While the 9,400 feet of magnetic tape was being duplicated at Kennedy Space Center this week, a time tag on it confirmed that some type of imprint exists until 18 seconds past 9 a.m. on Feb. 1, the board said. After that, the tape is blank.
Columbia was losing a steady stream of parts as it crossed over California, Nevada, New Mexico and Texas en route to a Florida landing, almost certainly because of a breached left wing. NASA's latest flight timeline shows the main body of the shuttle breaking apart as early as 21 seconds past 9 a.m.
The Columbia Accident Investigation Board is optimistic, given that the recorder evidently was collecting data almost to the very end, but spokeswoman Laura Brown said: "We're still cautious about predicting what's going to be on it."
Temperature and aerodynamic measurements, if they're there, would provide 14 extra seconds of flight data for investigators.
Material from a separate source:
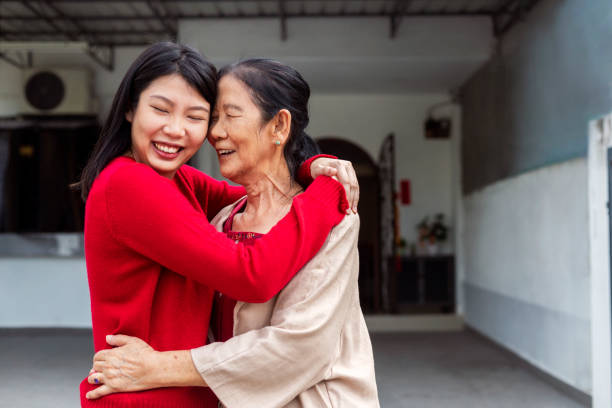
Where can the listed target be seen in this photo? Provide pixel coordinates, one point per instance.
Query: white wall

The 58-pound recorder was found March 19, right side up and intact, on a damp slope in East Texas. Until now, officials had feared possible heat damage to the tape because the recorder was not built to withstand high impacts or temperatures, Brown said. The recorder is similar to an airliner's black box, but not nearly as robust or self-sustaining.
A copy of the tape was to be shipped today to the Johnson Space Center in Houston for analysis, a time-consuming process expected to continue throughout next week and possibly longer, NASA spokesman James Hartsfield said.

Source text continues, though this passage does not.